He rose. 'After you, Monsieur,' he said.

I could not restrain a slight shiver. His new-born
politeness alarmed me more than his threats. I knew the
man and his ways, and I was sure that it boded ill to
me.

But I had no pistols, and only my sword and knife, and I
knew that resistance at this point must be worse than
vain. I went out jauntily, therefore, the landlord
coming after me with my saddle and bags.

The street was empty, save for the two waiting horsemen
who sat in their saddles looking doggedly before them,
The sun had not yet risen, the air was raw. The sky was
grey, cloudy, and cold. My thoughts flew back to the
morning on which I had found the sachet--at that very
spot, almost at that very hour, and for a moment I grew
warm again at the thought of the little packet I carried
in my boot. But the landlord's dry manner, the sullen
silence of his two companions, whose eyes steadily
refused to meet mine, chilled me again. For an instant
the impulse to refuse to mount, to refuse to go, was
almost irresistible; then, knowing the madness of such a
course, which might, and probably would, give the men
the chance they desired, I crushed it down and went
slowly to my stirrup.

'I wonder you do not want my sword,' I said by way of
sarcasm, as I swung myself up.

'We are not afraid of it,' the innkeeper answered
gravely. 'You may keep it--for the present.'

I made no answer--what answer had I to make?--and we
rode at a footpace down the street; he and I leading,
Clon and the shock-headed man bringing up the rear.
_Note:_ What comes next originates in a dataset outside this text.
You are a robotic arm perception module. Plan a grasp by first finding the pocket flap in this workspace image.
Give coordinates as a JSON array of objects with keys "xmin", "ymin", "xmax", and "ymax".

The
leisurely mode of our departure, the absence of hurry or
even haste, the men's indifference whether they were
seen, or what was thought, all served to sink my spirits
and deepen my sense of peril. I felt that they
suspected me, that they more than half guessed the
nature of my errand at Cocheforet, and that they were
not minded to be bound by Mademoiselle's orders. In
particular, I augured the worst from Clon's appearance.
His lean malevolent face and sunken eyes, his very
dumbness chilled me. Mercy had no place there.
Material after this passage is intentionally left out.